Another problem, he says, is people
who don’t keep their land line or cell phone service current.
“I wish I had a nickel for every
person who calls me after they had applied previously, and asked why we
never call them and the notes I have are ‘bad phone number or
disconnected,’” says Ricke. He would also appreciate people returning
phone calls.
“We also encounter people we leave
messages for who never call back. When we do eventually get a hold of
them, they say, ‘Well, I got another job and didn’t know I needed to.’ ”
Bryan Kooi of Med-Tec, Orange City,
offers these suggestions to job seekers who use answering machines,
voice mail or message numbers:
-
Avoid generic messages, such as “Leave message after
tone.” Personalize the message by including your name so the
employer knows they have reached the correct number, such as “You’ve
reached the Smiths. Please leave a message. Thanks.”
-
Be polite, brief and clear, and don’t waste time on
such things as telling the caller to leave a message at the beep, or
explaining you cannot come to the phone right now. People calling
long distance don’t want to listen to lengthy messages.
-
Avoid a current trend to include a snippet of music
from your favorite band. It wastes time and money. Also avoid using
profanity, like the message that said, “You better know what the
hell to do by now.”
-
If you are expecting an important phone call or
possible job offer, don’t have small children answer the phone. Do
you really want the caller to know that “Daddy’s in the shower”?
Everson also has advice for people
who leave messages with potential employers. “Keep it short but clear,”
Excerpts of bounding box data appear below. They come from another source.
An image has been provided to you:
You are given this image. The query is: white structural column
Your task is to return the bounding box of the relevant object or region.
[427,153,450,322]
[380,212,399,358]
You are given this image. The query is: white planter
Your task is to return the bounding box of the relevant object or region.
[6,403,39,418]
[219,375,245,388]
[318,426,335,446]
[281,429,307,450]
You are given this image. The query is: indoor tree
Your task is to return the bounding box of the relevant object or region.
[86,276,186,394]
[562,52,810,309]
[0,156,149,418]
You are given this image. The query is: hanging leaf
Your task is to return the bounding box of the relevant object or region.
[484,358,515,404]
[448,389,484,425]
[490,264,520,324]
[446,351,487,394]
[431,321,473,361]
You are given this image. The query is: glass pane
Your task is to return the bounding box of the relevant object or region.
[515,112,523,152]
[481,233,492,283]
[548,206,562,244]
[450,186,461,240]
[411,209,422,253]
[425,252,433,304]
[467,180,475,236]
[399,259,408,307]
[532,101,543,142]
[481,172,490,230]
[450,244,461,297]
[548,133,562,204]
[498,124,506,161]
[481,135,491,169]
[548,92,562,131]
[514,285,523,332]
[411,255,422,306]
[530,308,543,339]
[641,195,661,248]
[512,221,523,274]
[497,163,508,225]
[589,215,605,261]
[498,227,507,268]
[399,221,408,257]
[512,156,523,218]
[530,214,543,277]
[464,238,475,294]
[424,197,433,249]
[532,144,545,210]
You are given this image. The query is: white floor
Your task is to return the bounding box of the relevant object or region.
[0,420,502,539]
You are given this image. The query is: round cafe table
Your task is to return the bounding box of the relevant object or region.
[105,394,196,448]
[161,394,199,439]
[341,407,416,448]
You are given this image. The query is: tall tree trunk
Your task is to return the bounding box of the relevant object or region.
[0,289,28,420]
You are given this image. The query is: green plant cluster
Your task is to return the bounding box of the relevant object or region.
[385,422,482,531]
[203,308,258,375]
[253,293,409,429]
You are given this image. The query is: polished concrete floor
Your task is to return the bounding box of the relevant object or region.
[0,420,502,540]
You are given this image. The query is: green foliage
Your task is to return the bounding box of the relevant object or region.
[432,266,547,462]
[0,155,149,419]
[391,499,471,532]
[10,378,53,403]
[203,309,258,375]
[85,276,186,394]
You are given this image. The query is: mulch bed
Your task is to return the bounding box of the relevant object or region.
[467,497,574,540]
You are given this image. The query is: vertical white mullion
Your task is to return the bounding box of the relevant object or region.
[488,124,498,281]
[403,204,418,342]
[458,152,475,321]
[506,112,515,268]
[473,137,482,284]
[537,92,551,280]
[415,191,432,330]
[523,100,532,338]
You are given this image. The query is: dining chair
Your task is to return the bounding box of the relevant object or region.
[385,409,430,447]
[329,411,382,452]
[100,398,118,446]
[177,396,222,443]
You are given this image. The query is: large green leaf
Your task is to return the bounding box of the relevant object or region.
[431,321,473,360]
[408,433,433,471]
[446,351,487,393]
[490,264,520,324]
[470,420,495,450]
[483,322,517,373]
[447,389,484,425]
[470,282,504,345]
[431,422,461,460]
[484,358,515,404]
says Everson. “State your name, the time of your call, your phone number
and your reason for calling.” He doesn’t think it hurts to repeat your
name and phone number, and if you are calling about a job advertised in
the newspaper or at IWD, say so.
“A professional and clear message
will certainly not guarantee you land the perfect job,” Kooi says. “But
having an inappropriate message will definitely hurt your chances.”